In these cases, it is important to consider the bowel diameter, degree of abdominal distention, and location of the obstruction (ie, proximal or distal). Suter et al.  found that a bowel diameter exceeding 4 cm was associated with an increased rate of conversion: 55% versus 32%. Patients with a distal and complete small bowel obstruction have an increased incidence of intraoperative complications and increased risk of conversion. Patients with persistent abdominal distention after nasogastric intubation are also unlikely to be
treated successfully with laparoscopy. The influence of dense adhesions and the number of previous operations on the success of laparoscopic adhesiolysis is controversial. León et al. state that a documented history of severe or extensive dense adhesions is a contraindication
BI 10773 supplier to laparoscopy . In contrast, Suter et al. selleck compound found no correlation between the number and or type of previous surgeries and the chance of a successful laparoscopic surgery . Other factors such as an elevated white blood cell count or a fever have not been demonstrated to correlate with an increased conversion rate. One group of patients who are good candidates for laparoscopic adhesiolysis are those with a nonresolving, partial small bowel obstruction or a recurrent, chronic small bowel obstruction demonstrated on contrast study [61, 62]. In an Irish systematic review of over 2000 cases of ASBO, 1284 (64%) were successfully treated with a laparoscopic approach, 6.7% were lap-assisted, and 0.3% were converted to hernia repair; the overall conversion rate to midline laparotomy was 29%. Dense adhesions, bowel resection, unidentified pathology and iatrogenic injury accounted for the majority of conversions. When the etiology was attributed to a single-band adhesion, the success rate was 73.4%. Morbidity and mortality were respectively 14.8% and 1.5%. The
inadvertent enterotomy rate was 6.6%. In this perspective laparoscopy seems to be feasible and effective treatment for ASBO with acceptable morbidity . Navez et al. reported that when the cause of obstruction was a single band, laparoscopic adhesiolysis was successful 100% of the time . When other etiologies are found, such as LY3039478 manufacturer internal hernia, inguinal hernia, neoplasm, inflammatory bowel disease, intussusception, and gallstone Carnitine palmitoyltransferase II ileus, conversion to a minilaparotomy or a formal laparotomy is often required.
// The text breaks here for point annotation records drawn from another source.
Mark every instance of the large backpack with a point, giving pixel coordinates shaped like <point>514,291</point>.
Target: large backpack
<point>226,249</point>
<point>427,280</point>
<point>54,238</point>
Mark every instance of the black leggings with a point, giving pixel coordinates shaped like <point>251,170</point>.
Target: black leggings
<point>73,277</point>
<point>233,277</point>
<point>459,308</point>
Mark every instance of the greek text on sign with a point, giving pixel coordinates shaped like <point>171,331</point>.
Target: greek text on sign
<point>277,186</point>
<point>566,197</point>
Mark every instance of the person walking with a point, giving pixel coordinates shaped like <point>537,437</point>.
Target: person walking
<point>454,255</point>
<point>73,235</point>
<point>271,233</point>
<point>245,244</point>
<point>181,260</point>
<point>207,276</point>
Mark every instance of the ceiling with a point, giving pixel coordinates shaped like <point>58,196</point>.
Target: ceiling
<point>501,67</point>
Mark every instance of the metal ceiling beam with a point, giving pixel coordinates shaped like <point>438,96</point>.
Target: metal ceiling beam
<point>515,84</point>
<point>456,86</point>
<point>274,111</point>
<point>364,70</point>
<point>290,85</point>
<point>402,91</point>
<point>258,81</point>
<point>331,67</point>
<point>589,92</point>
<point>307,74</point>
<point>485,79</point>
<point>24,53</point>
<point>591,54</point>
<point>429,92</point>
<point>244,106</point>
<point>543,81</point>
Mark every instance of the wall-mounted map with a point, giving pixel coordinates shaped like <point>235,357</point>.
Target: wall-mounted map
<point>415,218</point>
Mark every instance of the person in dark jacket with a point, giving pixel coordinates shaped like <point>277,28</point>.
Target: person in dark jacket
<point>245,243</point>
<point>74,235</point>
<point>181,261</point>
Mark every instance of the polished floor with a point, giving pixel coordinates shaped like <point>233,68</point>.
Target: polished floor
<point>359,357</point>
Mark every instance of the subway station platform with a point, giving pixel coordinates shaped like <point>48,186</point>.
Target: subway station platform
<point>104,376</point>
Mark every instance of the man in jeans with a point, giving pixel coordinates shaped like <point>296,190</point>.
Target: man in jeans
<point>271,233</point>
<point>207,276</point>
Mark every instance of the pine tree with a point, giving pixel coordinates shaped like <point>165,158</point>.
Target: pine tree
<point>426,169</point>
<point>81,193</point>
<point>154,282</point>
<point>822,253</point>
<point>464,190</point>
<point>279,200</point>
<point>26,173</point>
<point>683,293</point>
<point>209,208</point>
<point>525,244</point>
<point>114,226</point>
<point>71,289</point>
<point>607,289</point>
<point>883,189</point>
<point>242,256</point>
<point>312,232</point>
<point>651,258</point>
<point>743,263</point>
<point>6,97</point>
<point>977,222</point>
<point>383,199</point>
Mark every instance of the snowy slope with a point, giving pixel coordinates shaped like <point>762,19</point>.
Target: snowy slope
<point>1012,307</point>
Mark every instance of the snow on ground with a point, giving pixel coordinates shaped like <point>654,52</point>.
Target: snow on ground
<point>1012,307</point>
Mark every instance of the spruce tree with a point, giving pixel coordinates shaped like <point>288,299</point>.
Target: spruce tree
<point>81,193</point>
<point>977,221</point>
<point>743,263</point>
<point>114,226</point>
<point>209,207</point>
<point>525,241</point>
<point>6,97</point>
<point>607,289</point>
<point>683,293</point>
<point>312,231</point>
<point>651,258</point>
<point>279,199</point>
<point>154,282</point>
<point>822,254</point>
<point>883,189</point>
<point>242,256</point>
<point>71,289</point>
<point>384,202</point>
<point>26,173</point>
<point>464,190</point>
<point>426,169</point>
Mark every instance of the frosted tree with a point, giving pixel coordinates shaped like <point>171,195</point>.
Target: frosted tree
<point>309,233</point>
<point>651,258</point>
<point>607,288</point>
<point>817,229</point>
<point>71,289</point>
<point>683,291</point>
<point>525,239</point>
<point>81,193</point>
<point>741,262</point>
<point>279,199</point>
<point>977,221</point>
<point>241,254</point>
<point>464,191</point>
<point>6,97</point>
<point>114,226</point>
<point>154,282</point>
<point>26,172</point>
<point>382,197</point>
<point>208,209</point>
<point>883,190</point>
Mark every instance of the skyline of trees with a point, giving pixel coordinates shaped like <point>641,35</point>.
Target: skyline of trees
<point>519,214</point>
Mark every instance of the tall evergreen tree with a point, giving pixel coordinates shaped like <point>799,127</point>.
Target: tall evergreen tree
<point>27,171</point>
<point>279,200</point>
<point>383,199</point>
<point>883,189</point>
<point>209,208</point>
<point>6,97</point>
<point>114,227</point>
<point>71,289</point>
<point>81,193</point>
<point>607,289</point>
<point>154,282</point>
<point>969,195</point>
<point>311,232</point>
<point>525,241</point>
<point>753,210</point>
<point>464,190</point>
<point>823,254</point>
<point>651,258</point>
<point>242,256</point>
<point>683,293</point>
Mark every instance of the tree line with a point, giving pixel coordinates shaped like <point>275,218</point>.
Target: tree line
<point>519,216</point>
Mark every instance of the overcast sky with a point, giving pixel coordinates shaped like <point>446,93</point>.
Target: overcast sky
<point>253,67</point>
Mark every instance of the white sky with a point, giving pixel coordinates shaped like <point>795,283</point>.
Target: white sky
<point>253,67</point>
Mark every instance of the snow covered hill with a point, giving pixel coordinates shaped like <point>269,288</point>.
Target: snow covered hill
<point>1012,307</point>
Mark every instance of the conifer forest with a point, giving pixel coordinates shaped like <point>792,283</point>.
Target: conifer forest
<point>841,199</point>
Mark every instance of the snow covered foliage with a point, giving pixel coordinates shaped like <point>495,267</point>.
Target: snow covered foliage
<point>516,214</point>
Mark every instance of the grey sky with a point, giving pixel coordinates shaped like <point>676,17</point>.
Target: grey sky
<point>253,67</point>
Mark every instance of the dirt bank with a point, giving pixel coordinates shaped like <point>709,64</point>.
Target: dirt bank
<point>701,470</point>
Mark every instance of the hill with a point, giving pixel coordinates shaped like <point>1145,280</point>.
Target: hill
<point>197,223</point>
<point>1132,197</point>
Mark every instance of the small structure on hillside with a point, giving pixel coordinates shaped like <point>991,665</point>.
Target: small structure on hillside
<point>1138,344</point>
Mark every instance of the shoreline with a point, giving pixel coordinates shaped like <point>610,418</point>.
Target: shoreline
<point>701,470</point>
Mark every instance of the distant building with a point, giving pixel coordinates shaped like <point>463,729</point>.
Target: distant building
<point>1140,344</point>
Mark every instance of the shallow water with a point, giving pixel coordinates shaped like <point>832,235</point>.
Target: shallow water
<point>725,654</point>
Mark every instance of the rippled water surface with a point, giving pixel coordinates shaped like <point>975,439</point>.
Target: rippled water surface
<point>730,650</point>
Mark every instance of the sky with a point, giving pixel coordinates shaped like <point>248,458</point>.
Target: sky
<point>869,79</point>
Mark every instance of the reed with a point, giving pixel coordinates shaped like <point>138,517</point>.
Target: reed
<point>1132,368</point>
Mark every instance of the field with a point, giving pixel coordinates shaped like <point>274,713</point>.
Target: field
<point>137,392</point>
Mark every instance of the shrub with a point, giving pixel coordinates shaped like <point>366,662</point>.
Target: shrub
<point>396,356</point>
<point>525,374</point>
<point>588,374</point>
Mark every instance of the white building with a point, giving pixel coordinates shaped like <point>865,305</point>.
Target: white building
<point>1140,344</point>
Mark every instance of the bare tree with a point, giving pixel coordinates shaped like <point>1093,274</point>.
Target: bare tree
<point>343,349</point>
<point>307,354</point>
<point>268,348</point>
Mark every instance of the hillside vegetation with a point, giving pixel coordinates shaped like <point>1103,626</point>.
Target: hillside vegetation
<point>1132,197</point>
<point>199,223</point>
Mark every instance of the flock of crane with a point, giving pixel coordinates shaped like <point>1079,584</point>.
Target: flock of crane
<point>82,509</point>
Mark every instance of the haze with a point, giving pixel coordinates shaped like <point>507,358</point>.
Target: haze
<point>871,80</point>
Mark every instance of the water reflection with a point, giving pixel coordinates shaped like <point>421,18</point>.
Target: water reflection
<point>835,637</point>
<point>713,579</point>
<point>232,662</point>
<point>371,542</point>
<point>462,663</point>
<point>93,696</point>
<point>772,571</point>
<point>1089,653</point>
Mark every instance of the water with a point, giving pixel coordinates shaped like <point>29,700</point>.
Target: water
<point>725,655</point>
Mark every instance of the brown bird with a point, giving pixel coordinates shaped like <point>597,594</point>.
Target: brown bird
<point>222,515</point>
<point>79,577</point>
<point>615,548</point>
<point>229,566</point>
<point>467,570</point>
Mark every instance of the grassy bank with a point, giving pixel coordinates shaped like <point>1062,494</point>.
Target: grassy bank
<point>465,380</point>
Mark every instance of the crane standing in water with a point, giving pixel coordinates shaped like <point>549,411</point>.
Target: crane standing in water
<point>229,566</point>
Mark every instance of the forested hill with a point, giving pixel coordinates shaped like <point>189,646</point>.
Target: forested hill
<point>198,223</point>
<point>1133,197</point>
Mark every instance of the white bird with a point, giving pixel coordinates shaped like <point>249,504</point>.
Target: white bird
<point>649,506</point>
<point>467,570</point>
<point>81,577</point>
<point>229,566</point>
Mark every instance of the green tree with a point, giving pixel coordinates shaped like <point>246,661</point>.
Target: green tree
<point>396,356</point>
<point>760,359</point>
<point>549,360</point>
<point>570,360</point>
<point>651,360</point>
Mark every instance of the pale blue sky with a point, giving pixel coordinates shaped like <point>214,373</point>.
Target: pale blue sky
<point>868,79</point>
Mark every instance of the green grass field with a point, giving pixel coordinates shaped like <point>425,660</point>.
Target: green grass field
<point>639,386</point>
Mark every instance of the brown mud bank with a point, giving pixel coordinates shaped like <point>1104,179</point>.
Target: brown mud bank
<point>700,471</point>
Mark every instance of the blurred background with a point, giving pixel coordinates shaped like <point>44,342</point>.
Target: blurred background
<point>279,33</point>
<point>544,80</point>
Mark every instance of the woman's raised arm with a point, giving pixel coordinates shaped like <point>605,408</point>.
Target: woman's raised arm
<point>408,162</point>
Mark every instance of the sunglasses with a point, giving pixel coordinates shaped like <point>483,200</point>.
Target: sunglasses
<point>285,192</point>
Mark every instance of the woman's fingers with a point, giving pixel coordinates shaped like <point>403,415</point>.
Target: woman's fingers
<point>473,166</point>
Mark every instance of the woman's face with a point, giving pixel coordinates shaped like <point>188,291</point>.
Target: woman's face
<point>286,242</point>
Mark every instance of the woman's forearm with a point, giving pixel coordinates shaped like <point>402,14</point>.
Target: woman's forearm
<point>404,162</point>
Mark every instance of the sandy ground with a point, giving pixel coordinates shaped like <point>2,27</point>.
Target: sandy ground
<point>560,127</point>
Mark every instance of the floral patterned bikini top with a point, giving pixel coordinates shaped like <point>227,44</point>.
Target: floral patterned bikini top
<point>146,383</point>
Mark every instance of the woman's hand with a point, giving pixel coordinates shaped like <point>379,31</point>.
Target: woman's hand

Inadvertent enterotomy during reopening of the abdomen or subsequent adhesion dissection is a feared complication of surgery after previous laparotomy. The incidence can be as high as 20% in open surgery and between 1% and 100% in laparoscopy . The incidence of intraoperative enterotomies during laparoscopic adhesiolysis ranges from 3% to 17.6%, with most authors reporting an incidence of about 10% [66, 67]. One of the most dreaded complications of surgery is a missed enterotomy.